Desenhos para Memela

Memela (Mirela), minha sobrinha que está para completar dois anos sempre que vai à casa dos vôs me pega pela mãozinha e me traz para a frente do computador.

É que no paint brush tenho me especializado em fazer desenhos bem coloridos para ela.
Aqui vão alguns:

Releituras e Paúras

Aproveitando o relançamento da obra de André Gide estou relendo "Os Moedeiros Falsos". Eu já tinha uma edição caindo aos pedaços do livro, mas agora comprei a nova. Apesar de ter muito livro, não sou um bibliófilo exemplar. É que detesto cheiro de papel velho e nessa época de tempo úmido e chuva constante meu apê fica com um cheiro terrível caso eu não tome alguns cuidados.
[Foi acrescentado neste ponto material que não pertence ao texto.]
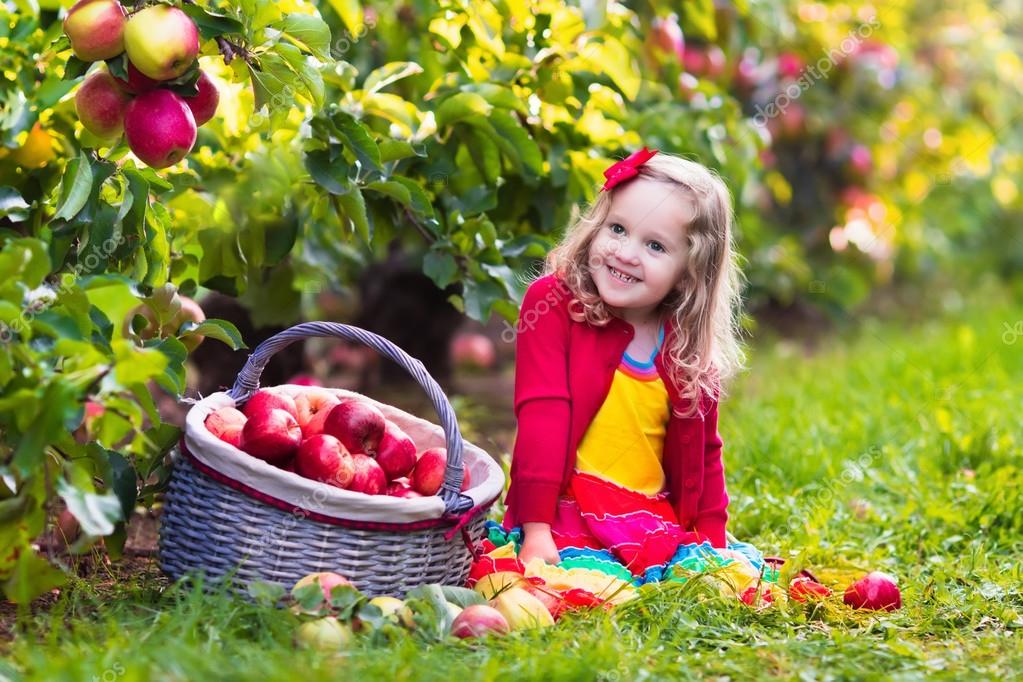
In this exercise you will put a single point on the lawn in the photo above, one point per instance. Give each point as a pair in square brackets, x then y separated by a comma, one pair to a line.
[894, 446]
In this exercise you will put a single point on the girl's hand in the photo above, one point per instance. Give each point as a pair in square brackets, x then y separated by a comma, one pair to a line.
[538, 542]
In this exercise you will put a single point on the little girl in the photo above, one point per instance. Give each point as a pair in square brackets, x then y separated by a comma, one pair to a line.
[622, 348]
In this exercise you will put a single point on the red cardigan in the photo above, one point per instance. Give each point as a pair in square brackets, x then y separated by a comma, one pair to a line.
[564, 371]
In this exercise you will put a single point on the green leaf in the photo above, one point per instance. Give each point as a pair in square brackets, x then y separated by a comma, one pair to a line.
[459, 106]
[308, 32]
[12, 206]
[123, 482]
[96, 512]
[75, 187]
[350, 12]
[390, 73]
[358, 138]
[210, 24]
[395, 190]
[461, 596]
[440, 267]
[480, 297]
[220, 329]
[75, 69]
[355, 210]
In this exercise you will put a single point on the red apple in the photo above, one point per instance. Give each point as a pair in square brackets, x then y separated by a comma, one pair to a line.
[358, 424]
[877, 590]
[749, 596]
[96, 29]
[305, 379]
[323, 458]
[100, 104]
[226, 423]
[397, 452]
[204, 104]
[369, 478]
[137, 82]
[161, 129]
[271, 436]
[312, 409]
[264, 401]
[479, 620]
[428, 476]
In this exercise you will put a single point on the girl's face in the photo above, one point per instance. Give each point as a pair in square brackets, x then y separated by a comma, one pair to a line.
[639, 252]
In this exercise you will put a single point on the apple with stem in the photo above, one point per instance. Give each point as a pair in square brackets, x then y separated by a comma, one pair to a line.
[162, 41]
[161, 129]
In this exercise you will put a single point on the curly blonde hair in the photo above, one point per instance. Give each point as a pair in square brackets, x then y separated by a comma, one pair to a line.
[705, 307]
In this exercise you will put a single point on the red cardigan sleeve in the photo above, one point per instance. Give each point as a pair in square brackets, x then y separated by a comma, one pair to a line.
[541, 402]
[712, 510]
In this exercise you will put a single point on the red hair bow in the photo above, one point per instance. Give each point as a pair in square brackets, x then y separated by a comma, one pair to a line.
[627, 168]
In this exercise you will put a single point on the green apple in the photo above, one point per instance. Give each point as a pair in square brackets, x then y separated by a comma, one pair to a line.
[162, 42]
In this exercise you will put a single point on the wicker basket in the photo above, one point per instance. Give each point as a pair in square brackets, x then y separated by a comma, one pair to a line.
[228, 513]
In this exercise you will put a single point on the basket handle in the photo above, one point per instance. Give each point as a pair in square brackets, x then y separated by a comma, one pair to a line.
[248, 382]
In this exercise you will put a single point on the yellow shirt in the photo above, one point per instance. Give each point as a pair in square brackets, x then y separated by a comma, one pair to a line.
[624, 444]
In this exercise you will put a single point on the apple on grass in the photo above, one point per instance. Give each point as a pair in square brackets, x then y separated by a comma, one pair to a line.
[160, 127]
[100, 104]
[312, 409]
[226, 423]
[326, 580]
[479, 620]
[96, 29]
[162, 41]
[271, 435]
[323, 458]
[397, 452]
[358, 424]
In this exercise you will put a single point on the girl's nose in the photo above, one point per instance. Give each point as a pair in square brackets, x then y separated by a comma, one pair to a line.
[626, 251]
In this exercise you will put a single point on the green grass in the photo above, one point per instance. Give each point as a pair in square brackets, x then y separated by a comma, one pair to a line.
[930, 411]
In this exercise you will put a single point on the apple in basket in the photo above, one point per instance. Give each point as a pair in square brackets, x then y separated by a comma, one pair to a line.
[369, 478]
[226, 423]
[358, 424]
[428, 475]
[323, 458]
[264, 401]
[313, 408]
[400, 488]
[271, 436]
[397, 452]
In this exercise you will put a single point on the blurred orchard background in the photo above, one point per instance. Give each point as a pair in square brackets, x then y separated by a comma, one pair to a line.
[402, 166]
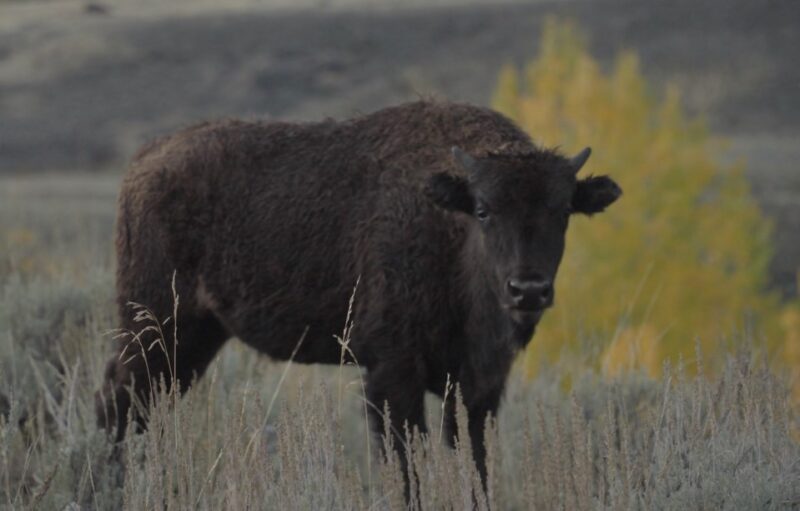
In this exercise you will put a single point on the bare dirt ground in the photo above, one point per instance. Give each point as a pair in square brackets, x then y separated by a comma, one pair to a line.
[82, 84]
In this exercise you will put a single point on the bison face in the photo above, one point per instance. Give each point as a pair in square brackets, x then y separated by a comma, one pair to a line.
[519, 207]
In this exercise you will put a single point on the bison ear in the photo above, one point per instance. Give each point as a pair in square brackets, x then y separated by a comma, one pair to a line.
[594, 194]
[450, 192]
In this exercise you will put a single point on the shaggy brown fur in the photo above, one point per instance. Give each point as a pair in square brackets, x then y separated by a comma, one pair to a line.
[269, 225]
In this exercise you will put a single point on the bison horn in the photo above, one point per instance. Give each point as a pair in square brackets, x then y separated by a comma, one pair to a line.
[577, 161]
[464, 159]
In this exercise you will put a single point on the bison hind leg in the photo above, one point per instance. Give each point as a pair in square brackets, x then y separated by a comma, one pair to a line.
[136, 371]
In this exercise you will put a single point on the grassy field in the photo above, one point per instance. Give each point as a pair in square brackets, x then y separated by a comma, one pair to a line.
[255, 434]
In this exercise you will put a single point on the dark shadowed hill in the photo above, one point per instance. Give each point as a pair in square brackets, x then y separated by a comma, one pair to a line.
[82, 85]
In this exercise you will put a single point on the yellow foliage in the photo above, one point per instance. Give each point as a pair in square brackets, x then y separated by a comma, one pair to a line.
[633, 348]
[683, 257]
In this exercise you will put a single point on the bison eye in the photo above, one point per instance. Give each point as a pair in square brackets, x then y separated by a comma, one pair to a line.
[481, 212]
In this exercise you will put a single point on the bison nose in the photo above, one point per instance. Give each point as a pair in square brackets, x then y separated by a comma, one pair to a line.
[531, 293]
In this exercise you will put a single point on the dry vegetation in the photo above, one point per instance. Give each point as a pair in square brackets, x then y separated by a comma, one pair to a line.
[632, 442]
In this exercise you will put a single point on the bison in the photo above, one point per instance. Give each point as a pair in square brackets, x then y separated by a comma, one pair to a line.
[449, 216]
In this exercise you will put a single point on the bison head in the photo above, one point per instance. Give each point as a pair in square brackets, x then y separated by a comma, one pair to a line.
[519, 207]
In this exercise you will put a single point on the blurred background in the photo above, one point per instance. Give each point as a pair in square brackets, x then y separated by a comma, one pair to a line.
[693, 106]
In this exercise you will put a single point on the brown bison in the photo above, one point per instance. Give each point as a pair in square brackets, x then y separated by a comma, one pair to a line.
[268, 227]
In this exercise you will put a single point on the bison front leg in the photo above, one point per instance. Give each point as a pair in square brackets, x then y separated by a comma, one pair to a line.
[401, 387]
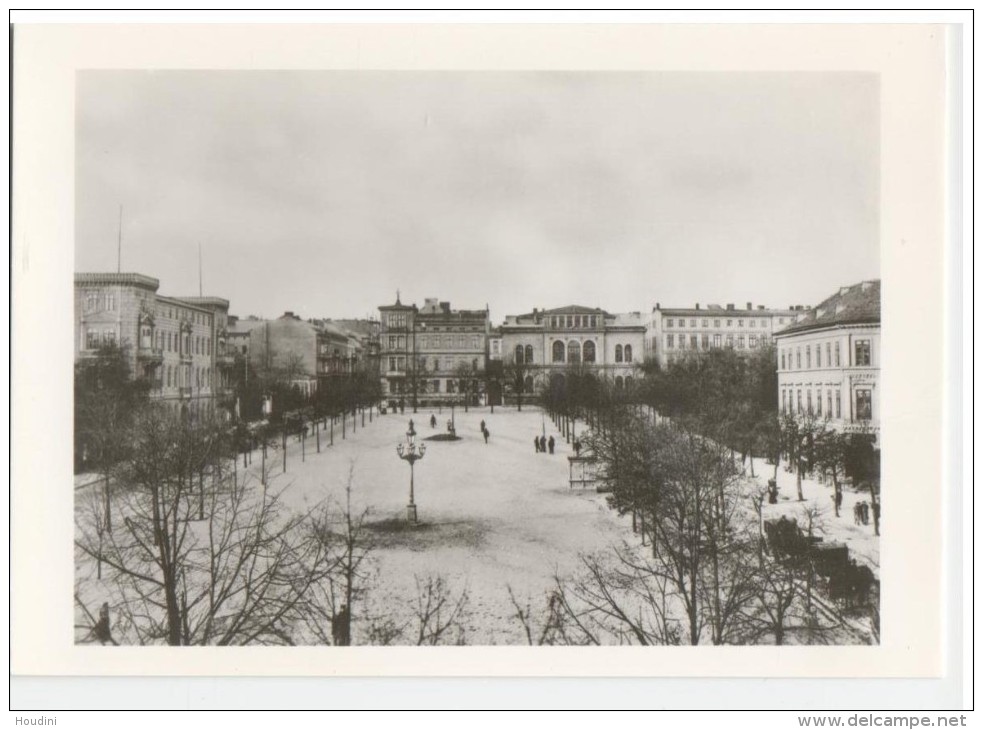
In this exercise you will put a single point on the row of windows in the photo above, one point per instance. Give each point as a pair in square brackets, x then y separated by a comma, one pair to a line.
[170, 342]
[573, 321]
[179, 377]
[571, 352]
[716, 323]
[437, 342]
[862, 407]
[861, 355]
[697, 342]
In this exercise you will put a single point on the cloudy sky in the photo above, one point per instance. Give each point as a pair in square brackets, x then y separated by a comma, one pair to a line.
[325, 192]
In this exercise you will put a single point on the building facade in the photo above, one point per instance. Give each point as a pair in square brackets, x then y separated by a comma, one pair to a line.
[175, 344]
[547, 342]
[829, 360]
[429, 354]
[676, 332]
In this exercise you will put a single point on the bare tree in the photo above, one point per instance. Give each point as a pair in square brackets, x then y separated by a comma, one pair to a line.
[213, 562]
[437, 612]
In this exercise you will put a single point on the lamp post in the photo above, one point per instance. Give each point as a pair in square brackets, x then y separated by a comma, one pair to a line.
[411, 453]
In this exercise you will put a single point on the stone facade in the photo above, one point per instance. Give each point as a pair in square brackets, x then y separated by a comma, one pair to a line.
[676, 332]
[829, 361]
[175, 344]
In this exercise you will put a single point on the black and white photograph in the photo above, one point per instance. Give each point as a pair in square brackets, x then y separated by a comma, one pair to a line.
[446, 350]
[370, 358]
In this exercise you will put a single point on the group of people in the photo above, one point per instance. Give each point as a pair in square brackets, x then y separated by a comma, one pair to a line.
[861, 513]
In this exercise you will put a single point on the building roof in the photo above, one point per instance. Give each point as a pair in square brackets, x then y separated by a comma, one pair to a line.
[117, 279]
[856, 304]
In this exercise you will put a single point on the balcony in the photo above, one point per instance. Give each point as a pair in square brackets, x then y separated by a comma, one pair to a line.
[150, 355]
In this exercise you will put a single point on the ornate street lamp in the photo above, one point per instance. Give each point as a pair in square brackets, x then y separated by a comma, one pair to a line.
[411, 452]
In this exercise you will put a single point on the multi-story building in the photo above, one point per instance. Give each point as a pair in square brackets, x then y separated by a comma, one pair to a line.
[174, 343]
[676, 332]
[829, 360]
[546, 342]
[428, 353]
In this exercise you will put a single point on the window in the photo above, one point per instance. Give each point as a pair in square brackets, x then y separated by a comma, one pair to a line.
[861, 353]
[863, 410]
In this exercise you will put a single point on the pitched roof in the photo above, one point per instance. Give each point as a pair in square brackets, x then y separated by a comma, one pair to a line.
[856, 304]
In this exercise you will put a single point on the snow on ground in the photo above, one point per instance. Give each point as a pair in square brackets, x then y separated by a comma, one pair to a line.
[863, 543]
[492, 515]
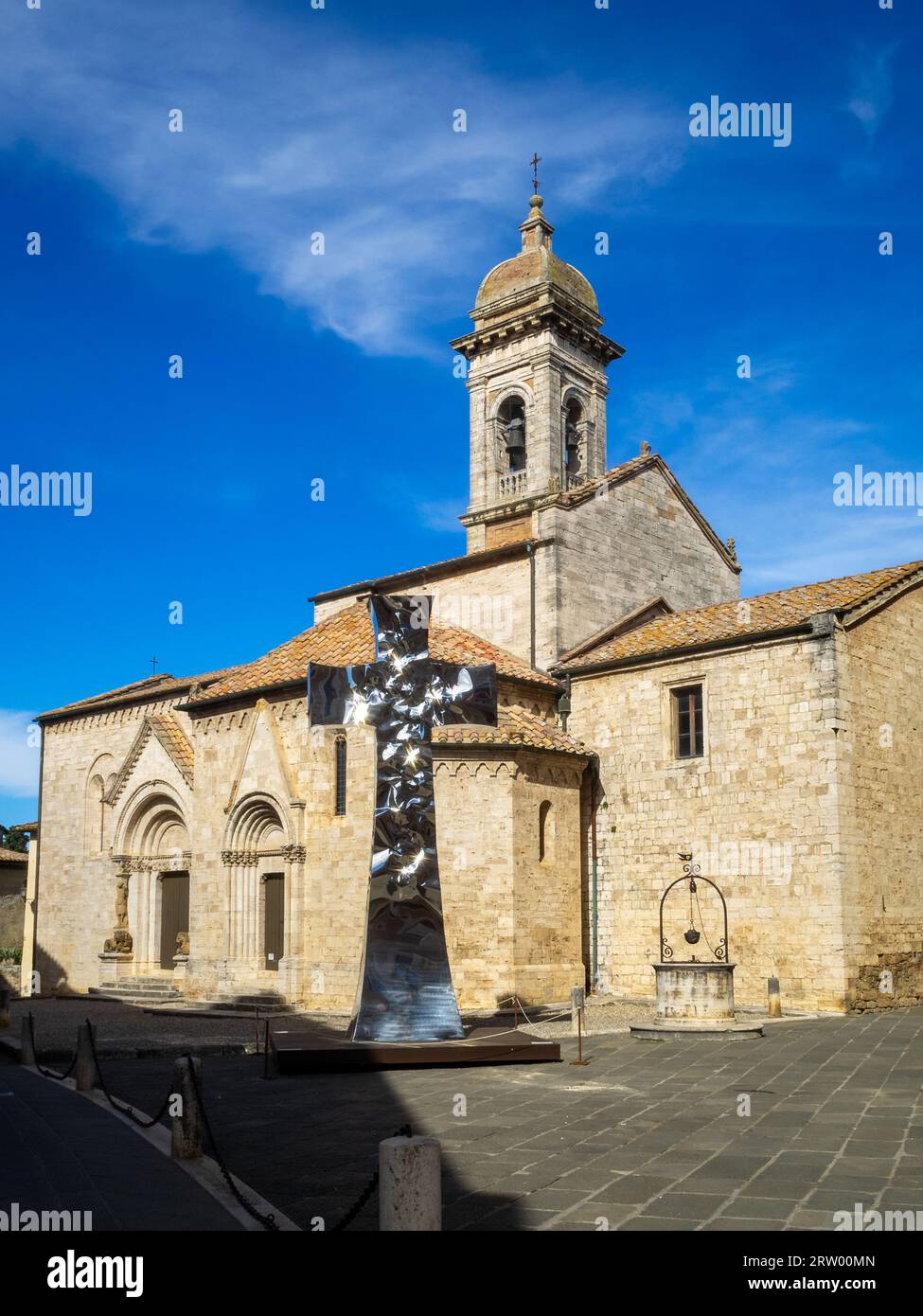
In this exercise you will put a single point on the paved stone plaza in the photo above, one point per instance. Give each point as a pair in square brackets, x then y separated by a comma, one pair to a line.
[647, 1136]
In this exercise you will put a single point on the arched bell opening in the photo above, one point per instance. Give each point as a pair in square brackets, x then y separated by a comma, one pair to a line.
[511, 428]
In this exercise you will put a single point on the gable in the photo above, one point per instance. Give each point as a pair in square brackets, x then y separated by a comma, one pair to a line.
[161, 748]
[262, 763]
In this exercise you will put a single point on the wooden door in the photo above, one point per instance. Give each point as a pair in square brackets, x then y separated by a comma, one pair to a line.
[174, 914]
[274, 907]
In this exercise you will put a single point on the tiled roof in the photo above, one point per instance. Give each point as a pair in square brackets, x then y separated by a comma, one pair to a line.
[515, 726]
[162, 685]
[737, 618]
[626, 471]
[346, 638]
[170, 735]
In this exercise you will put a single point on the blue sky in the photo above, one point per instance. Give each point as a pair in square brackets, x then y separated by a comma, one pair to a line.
[337, 367]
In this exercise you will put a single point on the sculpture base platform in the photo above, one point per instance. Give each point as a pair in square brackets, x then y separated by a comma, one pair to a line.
[304, 1053]
[673, 1031]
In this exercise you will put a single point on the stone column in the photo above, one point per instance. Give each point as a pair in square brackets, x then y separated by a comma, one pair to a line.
[27, 965]
[118, 949]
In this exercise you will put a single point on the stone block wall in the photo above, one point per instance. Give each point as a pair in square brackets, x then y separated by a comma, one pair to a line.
[758, 809]
[265, 779]
[881, 793]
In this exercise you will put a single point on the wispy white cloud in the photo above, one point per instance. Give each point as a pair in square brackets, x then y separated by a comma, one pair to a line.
[292, 132]
[871, 91]
[760, 457]
[19, 759]
[443, 515]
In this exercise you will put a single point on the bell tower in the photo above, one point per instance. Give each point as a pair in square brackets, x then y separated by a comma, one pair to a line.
[536, 382]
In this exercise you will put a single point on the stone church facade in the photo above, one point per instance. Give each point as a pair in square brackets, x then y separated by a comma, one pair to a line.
[201, 839]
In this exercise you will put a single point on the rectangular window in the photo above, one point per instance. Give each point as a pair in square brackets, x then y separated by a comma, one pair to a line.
[687, 721]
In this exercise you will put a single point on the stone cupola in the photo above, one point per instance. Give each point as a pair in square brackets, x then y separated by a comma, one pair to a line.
[536, 380]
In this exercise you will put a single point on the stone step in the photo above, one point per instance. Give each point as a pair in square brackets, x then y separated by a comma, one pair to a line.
[117, 991]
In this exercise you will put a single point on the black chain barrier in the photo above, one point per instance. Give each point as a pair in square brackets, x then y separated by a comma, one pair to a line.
[117, 1106]
[403, 1132]
[268, 1221]
[41, 1067]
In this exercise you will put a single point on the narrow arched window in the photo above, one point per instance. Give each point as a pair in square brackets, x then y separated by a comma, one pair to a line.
[573, 439]
[544, 830]
[340, 752]
[511, 421]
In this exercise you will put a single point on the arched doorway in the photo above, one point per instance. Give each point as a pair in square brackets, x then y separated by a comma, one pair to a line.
[258, 861]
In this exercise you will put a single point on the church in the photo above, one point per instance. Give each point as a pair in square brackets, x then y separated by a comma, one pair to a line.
[202, 841]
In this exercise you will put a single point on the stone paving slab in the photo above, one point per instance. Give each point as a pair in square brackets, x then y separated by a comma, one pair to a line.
[652, 1132]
Quem tem biblioteca gordinha tem que comprar muito anti-mofo.

Outro dos meus pavores é traça, aquele inseto cor de prata que se desfaz em farelos quando pressionado. E não sei o nome, mas sabe aqueles bichinhos que "furam" uma fieira de livros inteira, atravessando-os como a minhoca ao escavar a terra? São o meu maior pesadelo de leitor.

terça-feira, 13 de abril de 2010

Teatralidades


Existem peças que são verdadeiras peça-para-cair-fora! Mas a montagem de "Pai e Filho", inspirada na "Carta ao pai", de Kafka, pelo Pequeno Grupo de Teatro, aqui do Maranhão, ao contrário, mantém você preso à cadeira, atento a palavras, sons e aos menores gestos.

É sempre bom destacar quem tem feito algo por aqui, levando em conta nossas iniciativas "culturais" sorumbáticas. A adaptação de um Kafka monologal de uma carta jamais enviada ao seu pai que, encenada, ganhou a forma de diálogo (arrasador) entre pai e filho, ficou a cargo do sempre produtivo Marcelo Flecha.

O resultado é brilhante: falas cortantes e contraditórias, que se anulam e desarmam umas às outras criando uma situação inescapavelmente conflitante num espaço de confinamento sepulcral. É preciso prestar atenção ao jogo cênico entre os atores, que estão perpetuamente labutando dentro de casa, o que faz pensar na obrigação moral do trabalho como parte da mentalidade burguesa. A casa dos dois é escura e triangular, a porta se transforma em mesa e escada, os livros e as roupas são costuradas pelos atores. O que se vê e ouve é um rompante desafiador (entre os atores Cláudio Marconcine e Jorge Choairy) como aquele estabelecido entre os mendigos de Beckett (autor altamente influenciado por Kafka), e fica estabelecido um jogo de gato e rato - negativo, sinistro, e terrivelmente irônico: ou seja, o universo de Kafka traduzido e revivido com direito a alusões a outras de suas obras, como A Metamorfose ou O Julgamento. Na peça, o filho é como um inseto prestes a ser esmagado pela presença atemorizante do pai. Mas cabe a ele desfiar a voz desafiadora (do escritor), embora essa voz apenas ressalte a própria derrota, a impotência e o fracasso.

Esta é - inegavelmente - a melhor peça de Flecha até aqui, a mais madura, e com uma característica impactante: a precisão. Não há improvisos, palavras deslocadas ou gestos gratuitos em cena - coisa que já vi em tantas outras montagens pra lá de amadorísticas por nossas terrinhas.

O espetáculo tem uma espécie de formato pocket: junta o público e a dupla de atores no mesmo palco. Foi a primeira vez que subi ao palco do Teatro Arthur Azevedo, embora a platéia elevada ao palco não interaja com o que veja (apesar da mania boba de alguns de fotografar os atores com seus celulares)! Uma sensação de claustrofobia e perigosa proximidade toma conta da plateia silenciosa. Há momentos de tanto silêncio tenso que tive a sensação de que se caísse um alfinete no chão este seria ouvido por todos.

E pra terminar, acho muito importante ressaltar: não presenciei bocejos nem ouvi reclamações do público ao fim da apresentação. Todos aplaudiram de pé. Este foi um grande milagre do Pequeno Grupo de Teatro.